Huang David T
The CRISMA (Clinical Research, Investigation, and Systems Modeling of Acute Illness) Laboratory, Department of Critical Care Medicine, Department of Emergency Medicine, University of Pittsburgh, Pittsburgh, Pennsylvania, USA.
Crit Care. 2004 Dec;8(6):498-502. doi: 10.1186/cc2920. Epub 2004 Aug 3.
Critical care is both expensive and increasing. Emergency department (ED) management of critically ill patients before intensive care unit (ICU) admission is an under-explored area of potential cost saving in the ICU. Although limited, current data suggest that ED care has a significant impact on ICU costs both positive and negative.
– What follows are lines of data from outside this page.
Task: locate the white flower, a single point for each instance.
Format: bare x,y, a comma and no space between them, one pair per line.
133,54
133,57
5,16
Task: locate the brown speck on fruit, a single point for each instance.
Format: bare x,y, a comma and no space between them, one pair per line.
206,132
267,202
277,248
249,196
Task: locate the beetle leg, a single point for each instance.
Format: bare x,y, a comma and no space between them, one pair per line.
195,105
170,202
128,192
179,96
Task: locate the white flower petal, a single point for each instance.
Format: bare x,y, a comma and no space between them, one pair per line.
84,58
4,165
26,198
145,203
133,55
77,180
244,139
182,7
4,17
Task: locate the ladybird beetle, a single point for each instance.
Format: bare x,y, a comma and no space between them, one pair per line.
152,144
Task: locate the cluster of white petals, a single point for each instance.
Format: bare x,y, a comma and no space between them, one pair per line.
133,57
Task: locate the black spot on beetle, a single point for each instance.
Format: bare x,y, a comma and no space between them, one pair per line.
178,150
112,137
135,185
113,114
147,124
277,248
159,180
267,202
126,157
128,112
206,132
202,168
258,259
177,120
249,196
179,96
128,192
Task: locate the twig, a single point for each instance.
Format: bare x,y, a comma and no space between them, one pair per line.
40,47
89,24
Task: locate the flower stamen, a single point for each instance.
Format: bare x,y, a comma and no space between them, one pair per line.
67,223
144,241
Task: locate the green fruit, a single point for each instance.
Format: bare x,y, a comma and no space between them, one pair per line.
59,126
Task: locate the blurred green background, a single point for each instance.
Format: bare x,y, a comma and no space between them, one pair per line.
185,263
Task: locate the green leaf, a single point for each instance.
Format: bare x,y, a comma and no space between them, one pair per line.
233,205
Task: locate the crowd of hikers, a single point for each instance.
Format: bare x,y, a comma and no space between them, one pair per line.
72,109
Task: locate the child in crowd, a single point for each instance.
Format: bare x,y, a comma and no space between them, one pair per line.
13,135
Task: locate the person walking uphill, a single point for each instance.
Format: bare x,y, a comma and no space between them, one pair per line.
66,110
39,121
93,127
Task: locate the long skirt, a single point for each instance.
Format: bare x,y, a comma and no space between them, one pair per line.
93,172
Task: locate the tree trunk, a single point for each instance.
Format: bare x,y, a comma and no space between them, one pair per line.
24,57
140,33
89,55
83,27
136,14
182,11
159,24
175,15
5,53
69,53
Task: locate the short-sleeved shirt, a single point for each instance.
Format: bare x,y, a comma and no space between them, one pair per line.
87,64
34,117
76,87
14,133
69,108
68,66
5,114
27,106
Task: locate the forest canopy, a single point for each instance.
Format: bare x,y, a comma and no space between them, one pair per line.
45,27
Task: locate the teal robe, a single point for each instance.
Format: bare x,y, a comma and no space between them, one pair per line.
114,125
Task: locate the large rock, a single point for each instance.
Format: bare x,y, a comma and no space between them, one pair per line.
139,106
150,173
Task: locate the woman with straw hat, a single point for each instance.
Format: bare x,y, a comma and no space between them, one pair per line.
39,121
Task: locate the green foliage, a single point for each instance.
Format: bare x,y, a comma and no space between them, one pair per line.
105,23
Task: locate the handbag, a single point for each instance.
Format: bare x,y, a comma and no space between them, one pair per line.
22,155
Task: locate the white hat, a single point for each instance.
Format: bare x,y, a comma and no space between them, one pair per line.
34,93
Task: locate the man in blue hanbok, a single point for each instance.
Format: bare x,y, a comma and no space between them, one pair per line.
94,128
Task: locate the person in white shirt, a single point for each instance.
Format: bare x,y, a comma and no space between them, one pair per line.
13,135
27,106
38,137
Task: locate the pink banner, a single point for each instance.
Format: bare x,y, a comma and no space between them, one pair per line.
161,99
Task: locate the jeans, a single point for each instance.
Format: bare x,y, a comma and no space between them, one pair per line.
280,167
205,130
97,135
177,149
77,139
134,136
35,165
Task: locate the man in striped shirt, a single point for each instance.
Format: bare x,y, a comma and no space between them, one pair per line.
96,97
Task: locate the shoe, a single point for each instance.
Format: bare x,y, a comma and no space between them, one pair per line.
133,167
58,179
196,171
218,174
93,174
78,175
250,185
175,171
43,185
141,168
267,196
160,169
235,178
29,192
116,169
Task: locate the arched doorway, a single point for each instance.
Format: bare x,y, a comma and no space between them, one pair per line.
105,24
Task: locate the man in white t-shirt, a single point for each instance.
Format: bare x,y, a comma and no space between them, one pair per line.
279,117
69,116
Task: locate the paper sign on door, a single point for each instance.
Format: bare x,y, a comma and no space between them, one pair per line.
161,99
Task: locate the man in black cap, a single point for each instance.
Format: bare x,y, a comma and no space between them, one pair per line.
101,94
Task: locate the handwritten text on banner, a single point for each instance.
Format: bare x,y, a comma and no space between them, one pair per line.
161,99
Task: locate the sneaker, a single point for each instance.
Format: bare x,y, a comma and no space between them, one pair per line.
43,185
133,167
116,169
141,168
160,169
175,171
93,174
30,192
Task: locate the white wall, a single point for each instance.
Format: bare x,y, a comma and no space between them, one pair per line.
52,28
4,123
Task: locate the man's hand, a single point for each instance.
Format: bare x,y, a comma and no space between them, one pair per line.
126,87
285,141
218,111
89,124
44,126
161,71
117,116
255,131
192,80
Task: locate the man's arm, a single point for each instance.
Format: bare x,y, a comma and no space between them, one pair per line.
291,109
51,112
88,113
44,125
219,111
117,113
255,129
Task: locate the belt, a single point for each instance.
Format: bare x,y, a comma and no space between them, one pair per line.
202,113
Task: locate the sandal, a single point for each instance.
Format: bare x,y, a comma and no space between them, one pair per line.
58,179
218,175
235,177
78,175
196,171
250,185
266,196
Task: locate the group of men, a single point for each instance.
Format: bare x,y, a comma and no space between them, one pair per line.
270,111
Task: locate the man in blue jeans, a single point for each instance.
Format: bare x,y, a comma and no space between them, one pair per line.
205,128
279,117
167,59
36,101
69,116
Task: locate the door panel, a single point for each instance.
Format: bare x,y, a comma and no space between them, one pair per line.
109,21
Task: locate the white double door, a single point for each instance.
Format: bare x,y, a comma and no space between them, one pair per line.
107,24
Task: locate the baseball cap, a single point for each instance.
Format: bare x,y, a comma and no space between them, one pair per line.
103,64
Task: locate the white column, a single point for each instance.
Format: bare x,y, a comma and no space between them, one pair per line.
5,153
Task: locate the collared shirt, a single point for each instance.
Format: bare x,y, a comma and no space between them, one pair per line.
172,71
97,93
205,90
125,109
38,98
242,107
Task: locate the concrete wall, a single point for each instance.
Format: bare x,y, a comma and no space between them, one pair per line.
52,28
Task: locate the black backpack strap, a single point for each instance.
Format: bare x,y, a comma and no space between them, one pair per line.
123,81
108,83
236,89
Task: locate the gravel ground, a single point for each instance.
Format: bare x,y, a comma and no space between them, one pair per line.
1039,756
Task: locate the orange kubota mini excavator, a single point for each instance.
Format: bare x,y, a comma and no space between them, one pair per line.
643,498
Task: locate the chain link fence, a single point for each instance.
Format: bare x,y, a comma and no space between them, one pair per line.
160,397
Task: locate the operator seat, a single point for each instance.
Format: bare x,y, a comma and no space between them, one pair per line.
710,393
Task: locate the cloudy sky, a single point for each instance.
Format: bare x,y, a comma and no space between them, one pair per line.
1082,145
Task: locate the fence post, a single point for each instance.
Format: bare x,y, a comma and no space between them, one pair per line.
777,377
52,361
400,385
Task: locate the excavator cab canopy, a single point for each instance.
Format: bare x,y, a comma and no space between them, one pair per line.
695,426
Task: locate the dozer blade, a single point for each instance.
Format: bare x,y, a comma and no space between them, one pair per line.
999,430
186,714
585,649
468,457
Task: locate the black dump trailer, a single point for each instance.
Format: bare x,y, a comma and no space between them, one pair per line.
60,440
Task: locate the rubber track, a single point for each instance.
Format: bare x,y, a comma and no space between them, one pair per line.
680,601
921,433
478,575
ICU practices can also affect the ED, with a lack of ICU beds being the primary reason for ED overcrowding and ambulance diversion in the USA. Earlier application in the ED of intensive therapies such as goal-directed therapy and noninvasive ventilation may reduce ICU costs by decreasing length of stay and need for admission. Future critical care policies and health services research should include both the ED and ICU in their analyses.
重症监护成本高昂且不断增加。在重症监护病房(ICU)收治之前,急诊科(ED)对重症患者的管理是ICU潜在成本节约方面一个尚未充分探索的领域。尽管现有数据有限,但目前的数据表明,急诊科护理对ICU成本有着显著的正负两方面影响。ICU的做法也会影响急诊科,在美国,ICU床位短缺是急诊科过度拥挤和救护车改道的主要原因。在急诊科更早地应用诸如目标导向治疗和无创通气等强化治疗,可能通过缩短住院时间和减少入院需求来降低ICU成本。未来的重症监护政策和卫生服务研究应在分析中纳入急诊科和ICU。